Ini bukan soal wacana perang akhir zaman yang telah diramalkan oleh Nabi. Tetapi mungkin bisa jadi inilah bagian kecil darinya, atau semacam appetizers…
Ini adalah soal tentang pertempuran ide(ologi) diseputar kita. 24 jam, tanpa henti, televisi, koran, majalah, tabloid, bahkan di gadget smartphone yang kita miliki.
Kata Said Qutb, “Satu buah peluru hanya bisa menembus satu kepala, satu buah pena bisa menembus ribuan…”
Begitulah kawan, kini senjata yang jauh lebih mematikan daya destruktifnya adalah “pena”. Tulisan memang tidak menyebabkan seseorang mati fisik, namun hati dan otak mereka bisa mati membatu. Lebih parah. Bahkan kematian nurani itu bisa menular massif bagai wabah-bergenerasi, semua tergantung bagaimana medium yang digunakan dan juga kemasannya.
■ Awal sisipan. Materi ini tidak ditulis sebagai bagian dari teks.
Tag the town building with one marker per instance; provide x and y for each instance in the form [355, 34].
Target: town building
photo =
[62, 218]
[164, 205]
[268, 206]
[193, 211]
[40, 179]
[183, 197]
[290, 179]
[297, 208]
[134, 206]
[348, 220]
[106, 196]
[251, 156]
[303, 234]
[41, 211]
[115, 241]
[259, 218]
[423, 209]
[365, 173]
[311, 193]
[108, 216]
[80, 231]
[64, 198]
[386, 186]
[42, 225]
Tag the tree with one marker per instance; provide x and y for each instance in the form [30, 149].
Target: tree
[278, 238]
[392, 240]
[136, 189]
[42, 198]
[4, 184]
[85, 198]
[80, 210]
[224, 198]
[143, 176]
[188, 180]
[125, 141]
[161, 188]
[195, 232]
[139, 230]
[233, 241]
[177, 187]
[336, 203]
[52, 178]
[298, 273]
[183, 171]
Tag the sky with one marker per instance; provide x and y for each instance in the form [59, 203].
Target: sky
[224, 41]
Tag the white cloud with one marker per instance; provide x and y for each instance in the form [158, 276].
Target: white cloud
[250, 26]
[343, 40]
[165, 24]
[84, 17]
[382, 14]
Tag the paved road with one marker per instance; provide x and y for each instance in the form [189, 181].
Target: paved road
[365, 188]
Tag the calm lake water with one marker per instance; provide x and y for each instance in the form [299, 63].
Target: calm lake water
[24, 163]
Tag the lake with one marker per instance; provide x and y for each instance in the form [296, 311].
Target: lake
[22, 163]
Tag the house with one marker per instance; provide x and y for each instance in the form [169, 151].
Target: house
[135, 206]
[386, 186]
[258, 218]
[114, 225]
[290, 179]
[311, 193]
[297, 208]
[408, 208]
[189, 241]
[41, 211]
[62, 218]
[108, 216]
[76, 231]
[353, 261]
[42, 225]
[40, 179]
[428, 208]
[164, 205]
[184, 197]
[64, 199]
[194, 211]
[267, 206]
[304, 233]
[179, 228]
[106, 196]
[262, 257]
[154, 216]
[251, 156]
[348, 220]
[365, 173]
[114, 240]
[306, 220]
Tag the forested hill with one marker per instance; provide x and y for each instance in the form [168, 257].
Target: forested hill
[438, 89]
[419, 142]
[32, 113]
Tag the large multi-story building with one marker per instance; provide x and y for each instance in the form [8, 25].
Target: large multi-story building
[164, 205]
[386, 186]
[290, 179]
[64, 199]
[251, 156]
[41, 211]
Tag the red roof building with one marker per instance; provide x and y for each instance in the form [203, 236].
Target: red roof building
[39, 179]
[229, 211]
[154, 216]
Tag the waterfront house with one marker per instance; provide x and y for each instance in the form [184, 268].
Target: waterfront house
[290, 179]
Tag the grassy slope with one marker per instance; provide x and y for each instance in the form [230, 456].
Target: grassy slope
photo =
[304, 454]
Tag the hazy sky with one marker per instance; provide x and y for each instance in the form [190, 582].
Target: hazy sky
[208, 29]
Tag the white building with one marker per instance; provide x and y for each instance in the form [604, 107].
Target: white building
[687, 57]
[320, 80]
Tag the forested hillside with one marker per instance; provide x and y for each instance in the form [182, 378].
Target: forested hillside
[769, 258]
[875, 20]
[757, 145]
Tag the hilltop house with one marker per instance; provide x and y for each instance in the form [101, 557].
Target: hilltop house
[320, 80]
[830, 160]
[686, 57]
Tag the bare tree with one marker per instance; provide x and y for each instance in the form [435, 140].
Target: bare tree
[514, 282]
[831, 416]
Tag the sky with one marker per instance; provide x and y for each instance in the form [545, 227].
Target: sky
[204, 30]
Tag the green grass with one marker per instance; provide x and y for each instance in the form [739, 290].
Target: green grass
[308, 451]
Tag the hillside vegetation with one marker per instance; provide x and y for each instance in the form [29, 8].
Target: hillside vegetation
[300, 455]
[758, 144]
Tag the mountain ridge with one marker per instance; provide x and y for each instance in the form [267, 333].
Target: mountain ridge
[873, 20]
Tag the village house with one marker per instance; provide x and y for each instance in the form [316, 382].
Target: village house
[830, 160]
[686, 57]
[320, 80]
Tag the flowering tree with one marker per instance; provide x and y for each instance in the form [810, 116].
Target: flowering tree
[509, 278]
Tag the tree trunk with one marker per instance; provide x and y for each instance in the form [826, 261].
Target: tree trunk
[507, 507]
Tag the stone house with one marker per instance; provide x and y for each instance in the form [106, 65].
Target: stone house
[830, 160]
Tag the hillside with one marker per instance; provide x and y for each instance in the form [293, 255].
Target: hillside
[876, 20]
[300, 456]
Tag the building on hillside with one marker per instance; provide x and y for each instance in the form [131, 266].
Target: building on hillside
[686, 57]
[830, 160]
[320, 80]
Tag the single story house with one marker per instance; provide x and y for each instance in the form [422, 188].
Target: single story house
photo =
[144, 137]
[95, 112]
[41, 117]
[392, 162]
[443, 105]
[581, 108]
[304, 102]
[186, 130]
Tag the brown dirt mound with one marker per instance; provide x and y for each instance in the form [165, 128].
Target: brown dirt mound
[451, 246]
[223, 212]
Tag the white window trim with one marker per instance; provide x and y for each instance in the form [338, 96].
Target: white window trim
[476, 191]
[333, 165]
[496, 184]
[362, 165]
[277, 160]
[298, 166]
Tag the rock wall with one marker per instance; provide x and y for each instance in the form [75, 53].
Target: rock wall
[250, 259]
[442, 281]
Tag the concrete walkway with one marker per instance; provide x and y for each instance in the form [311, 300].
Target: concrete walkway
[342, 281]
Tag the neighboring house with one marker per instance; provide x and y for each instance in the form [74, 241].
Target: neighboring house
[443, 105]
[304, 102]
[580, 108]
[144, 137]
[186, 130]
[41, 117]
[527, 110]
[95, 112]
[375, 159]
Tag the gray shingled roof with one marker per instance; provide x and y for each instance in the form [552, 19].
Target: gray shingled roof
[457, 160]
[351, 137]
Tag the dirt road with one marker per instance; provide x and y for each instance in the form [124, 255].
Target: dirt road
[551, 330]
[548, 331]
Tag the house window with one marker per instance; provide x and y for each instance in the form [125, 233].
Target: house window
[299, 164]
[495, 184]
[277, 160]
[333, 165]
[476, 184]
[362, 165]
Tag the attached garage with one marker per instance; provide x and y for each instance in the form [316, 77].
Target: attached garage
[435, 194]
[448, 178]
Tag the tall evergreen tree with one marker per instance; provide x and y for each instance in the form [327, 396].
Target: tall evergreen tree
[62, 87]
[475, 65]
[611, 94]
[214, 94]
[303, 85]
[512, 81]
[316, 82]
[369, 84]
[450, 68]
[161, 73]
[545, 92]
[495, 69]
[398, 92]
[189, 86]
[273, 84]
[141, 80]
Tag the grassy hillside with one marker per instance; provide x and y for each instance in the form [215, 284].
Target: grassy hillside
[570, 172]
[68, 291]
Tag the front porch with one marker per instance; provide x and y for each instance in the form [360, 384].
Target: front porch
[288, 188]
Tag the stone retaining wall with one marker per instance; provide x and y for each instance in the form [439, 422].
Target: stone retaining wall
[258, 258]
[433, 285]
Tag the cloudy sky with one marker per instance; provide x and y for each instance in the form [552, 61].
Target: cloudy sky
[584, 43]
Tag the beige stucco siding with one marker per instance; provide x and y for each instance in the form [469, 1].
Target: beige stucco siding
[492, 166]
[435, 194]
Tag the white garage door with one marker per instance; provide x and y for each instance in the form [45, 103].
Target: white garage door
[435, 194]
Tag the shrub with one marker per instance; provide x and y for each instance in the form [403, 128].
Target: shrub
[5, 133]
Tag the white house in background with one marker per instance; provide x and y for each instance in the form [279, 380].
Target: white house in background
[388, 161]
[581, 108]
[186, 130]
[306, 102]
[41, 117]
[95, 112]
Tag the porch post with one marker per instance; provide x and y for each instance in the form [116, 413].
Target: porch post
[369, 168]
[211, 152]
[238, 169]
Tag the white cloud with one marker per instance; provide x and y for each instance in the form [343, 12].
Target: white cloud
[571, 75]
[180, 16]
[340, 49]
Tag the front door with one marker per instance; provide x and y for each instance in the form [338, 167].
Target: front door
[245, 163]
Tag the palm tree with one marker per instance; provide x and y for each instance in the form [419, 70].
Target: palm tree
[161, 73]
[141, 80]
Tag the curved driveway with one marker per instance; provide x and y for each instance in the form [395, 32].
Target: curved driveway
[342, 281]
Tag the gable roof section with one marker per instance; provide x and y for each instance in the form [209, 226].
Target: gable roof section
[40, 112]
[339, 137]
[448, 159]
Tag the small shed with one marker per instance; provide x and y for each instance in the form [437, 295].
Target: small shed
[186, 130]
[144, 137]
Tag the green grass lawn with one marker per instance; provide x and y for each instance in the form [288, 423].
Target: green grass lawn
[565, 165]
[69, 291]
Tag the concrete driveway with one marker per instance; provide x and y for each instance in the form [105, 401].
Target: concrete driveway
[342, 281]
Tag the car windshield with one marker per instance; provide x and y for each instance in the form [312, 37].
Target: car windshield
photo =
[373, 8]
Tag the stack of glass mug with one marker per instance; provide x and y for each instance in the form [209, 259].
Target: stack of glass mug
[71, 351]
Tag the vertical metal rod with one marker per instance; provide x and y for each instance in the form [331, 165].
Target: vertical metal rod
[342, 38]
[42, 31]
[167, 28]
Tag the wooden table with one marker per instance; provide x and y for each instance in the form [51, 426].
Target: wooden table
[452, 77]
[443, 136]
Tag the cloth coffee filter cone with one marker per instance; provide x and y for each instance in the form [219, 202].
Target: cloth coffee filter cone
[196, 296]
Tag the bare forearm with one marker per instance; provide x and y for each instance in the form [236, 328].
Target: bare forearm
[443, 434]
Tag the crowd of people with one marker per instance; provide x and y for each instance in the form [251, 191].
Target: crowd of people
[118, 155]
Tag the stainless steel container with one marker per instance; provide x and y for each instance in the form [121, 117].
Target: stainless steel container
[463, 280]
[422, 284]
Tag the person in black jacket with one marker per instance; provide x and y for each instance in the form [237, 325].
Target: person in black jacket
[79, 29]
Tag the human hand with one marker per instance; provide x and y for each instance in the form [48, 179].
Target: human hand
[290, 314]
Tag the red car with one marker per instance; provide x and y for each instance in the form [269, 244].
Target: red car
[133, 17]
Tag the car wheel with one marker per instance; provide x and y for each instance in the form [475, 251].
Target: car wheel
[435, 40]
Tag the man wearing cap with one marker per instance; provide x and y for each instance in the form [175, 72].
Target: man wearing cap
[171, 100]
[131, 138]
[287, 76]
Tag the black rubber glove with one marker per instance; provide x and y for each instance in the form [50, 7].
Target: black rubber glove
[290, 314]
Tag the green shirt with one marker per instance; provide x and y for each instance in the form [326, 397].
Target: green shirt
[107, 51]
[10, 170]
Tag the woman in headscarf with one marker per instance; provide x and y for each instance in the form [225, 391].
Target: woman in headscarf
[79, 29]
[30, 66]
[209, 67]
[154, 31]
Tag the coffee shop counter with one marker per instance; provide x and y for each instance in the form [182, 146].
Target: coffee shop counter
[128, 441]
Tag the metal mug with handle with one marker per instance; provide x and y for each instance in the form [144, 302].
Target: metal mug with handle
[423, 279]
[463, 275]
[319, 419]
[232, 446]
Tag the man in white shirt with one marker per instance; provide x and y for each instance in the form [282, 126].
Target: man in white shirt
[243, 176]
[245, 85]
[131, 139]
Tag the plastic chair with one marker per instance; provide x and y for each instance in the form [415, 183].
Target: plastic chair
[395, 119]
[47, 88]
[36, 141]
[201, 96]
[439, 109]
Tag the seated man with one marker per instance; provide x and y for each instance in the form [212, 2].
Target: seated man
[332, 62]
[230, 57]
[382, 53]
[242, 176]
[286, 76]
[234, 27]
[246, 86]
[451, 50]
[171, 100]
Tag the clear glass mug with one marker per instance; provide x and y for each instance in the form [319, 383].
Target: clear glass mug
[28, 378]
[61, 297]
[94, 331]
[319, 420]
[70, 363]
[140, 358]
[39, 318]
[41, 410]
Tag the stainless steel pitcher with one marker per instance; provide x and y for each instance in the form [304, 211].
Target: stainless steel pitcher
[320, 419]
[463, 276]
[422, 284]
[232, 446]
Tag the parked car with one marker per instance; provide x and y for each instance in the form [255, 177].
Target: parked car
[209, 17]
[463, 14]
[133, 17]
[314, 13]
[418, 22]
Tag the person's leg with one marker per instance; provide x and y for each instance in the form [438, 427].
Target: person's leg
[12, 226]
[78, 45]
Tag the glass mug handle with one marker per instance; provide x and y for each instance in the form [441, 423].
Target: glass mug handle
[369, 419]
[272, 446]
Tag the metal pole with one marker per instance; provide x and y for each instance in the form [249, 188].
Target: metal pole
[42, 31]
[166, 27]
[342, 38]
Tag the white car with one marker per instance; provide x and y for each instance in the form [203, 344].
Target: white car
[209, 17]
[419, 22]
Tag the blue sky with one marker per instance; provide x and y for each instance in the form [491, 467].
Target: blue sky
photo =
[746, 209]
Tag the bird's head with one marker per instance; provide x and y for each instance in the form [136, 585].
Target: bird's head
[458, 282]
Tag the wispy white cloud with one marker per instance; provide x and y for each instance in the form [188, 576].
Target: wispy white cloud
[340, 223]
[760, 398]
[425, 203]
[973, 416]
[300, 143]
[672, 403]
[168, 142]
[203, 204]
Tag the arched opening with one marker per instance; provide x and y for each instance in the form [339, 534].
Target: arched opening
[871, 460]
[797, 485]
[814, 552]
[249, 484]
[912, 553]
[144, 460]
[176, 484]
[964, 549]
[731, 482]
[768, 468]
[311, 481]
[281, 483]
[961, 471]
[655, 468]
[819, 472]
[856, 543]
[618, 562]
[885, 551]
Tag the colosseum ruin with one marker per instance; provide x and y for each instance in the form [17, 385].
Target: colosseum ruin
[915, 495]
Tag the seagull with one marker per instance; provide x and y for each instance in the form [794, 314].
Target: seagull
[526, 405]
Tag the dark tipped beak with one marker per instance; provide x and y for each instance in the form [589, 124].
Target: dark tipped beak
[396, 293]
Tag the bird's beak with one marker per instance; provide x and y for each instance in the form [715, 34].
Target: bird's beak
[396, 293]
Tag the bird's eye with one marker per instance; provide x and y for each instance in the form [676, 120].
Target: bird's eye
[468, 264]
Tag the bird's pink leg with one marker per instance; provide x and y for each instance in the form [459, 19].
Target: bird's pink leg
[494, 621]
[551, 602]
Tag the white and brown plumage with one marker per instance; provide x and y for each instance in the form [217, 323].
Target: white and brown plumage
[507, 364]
Dan sejalan dengan tutur nabi terkait akhir zaman, dimana akan datang suatu masa orang-orang membenarnya orang yang dusta dan mendustakan orang-orang yang benar dan mempercayai orang-orang yang khianat dan mengkhianati orang-orang yang dipercaya... (H.R. Ibnu Majah/4036).
Dan media cetak-digital-audio visual kini menjadi sarana dan senjata utamanya, membenarkan ramalan nabi tersebut. Atas kerja-kerja tukang sihir baru di zaman mutakhir ini kita perlu sikap yang tepat.
Dunia kini sedang dan telah mengalami shifting of power, semua bisa memiliki potensi distruktif, sekaligus konstruktif. Tinggal mana yang paling dominan di tiap masing-masing diri. Semua orang bisa menjadi jurnalis dan penyebar berita. Opini, pendapat, fakta, dusta dan realita berbaur menjadi satu, bagai kepulan asap di udara berbaur, bersama partikel lain. Yang baik tampai buruk dan sebaliknya yang buruk bisa tampak bagus.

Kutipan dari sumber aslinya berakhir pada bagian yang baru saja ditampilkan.